Kuasa Hukum Soroti Ketegasan Aparat Kepolisian
Sebagai Kuasa Hukum Herianto, Agus Surya Wijaya, SH., MH., menegaskan bahwa aparat kepolisian tidak boleh hanya terpaku pada aspek administratif, melainkan harus menunjukkan ketegasan dalam menyikapi dugaan perbuatan melawan hukum di lapangan.
“Penegakan hukum tidak boleh berhenti pada formalitas. Negara wajib hadir melindungi hak milik warga yang sah. Jika tidak ada ketegasan, maka rasa aman masyarakat terhadap hukum bisa tergerus,” tegasnya.
I Made Kumbara Yasa, SH., menambahkan, pembiaran terhadap dugaan penguasaan tanpa hak berpotensi menimbulkan kerugian lebih besar dan menciptakan preseden buruk dalam praktik hukum. Kepastian atas sertifikat dan transaksi sah, menurutnya, harus dijaga secara konsisten.
Sementara itu, I Made Alit Ardika, SH., C.L.A., dari Kantor Hukum Ardhika dan Rekan menegaskan seluruh langkah hukum yang ditempuh merupakan upaya konstitusional untuk memastikan hak klien terlindungi.
Ujian Perlindungan Hak Milik di Negara Hukum
Kasus ini dinilai menyentuh aspek fundamental dalam negara hukum, yakni perlindungan terhadap hak milik warga negara. Jika seseorang yang telah membeli lahan secara sah masih harus berjuang mempertahankan penguasaan fisik atas asetnya, maka efektivitas penegakan hukum patut menjadi perhatian serius.

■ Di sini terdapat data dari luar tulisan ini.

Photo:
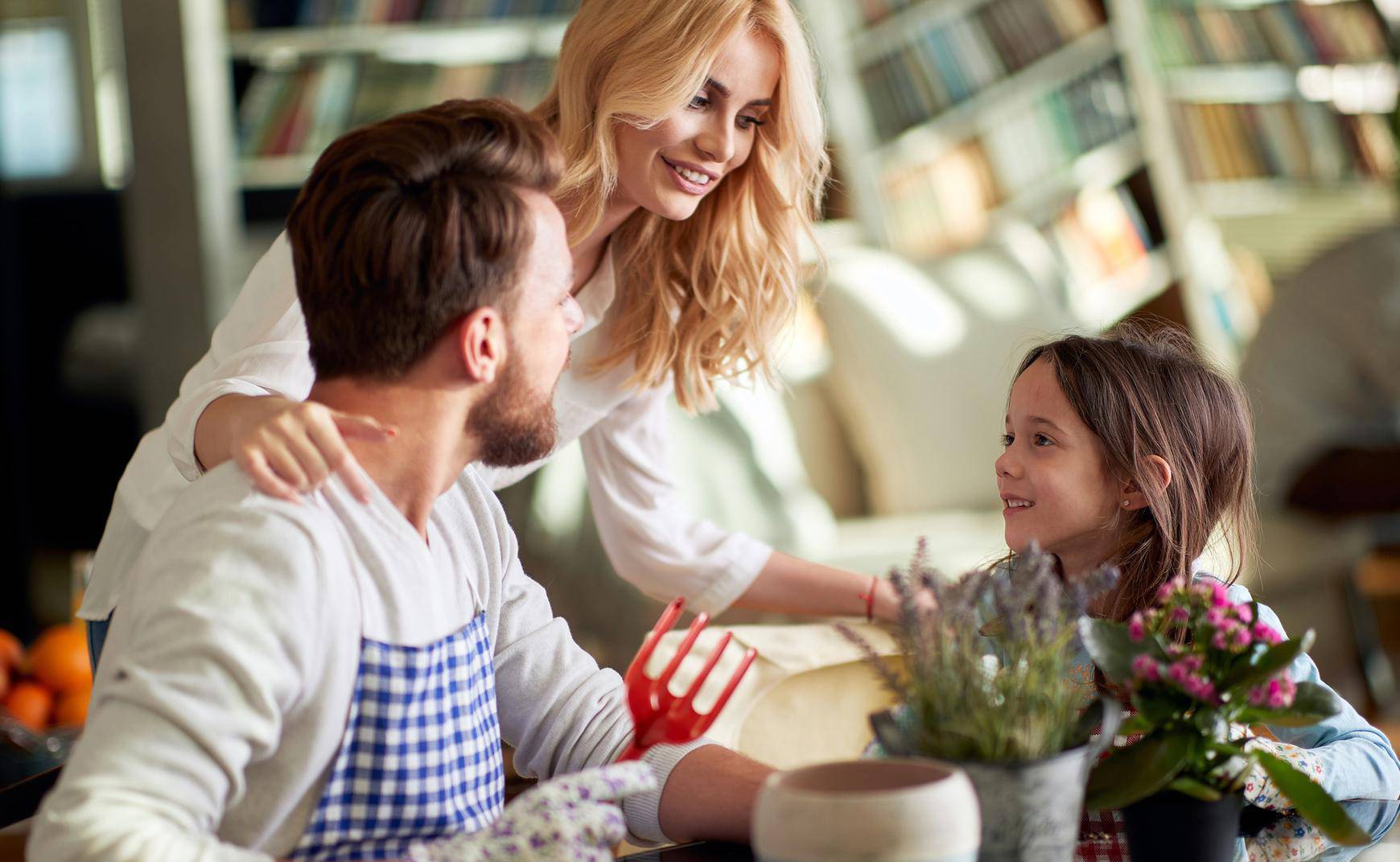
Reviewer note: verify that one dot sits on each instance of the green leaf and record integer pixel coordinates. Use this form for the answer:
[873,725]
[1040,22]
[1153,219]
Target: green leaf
[1312,703]
[1312,802]
[1137,771]
[1136,724]
[1265,665]
[1195,788]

Tim Kuasa Hukum menegaskan tetap menjunjung asas praduga tak bersalah. Namun, di saat yang sama, mereka menuntut langkah tegas dan terukur dari aparat agar dugaan pelanggaran tidak berlarut-larut dan tidak menimbulkan dampak sosial yang lebih luas.
Hingga berita ini diturunkan, pihak terlapor belum memberikan tanggapan atas upaya konfirmasi yang telah dilakukan. (red).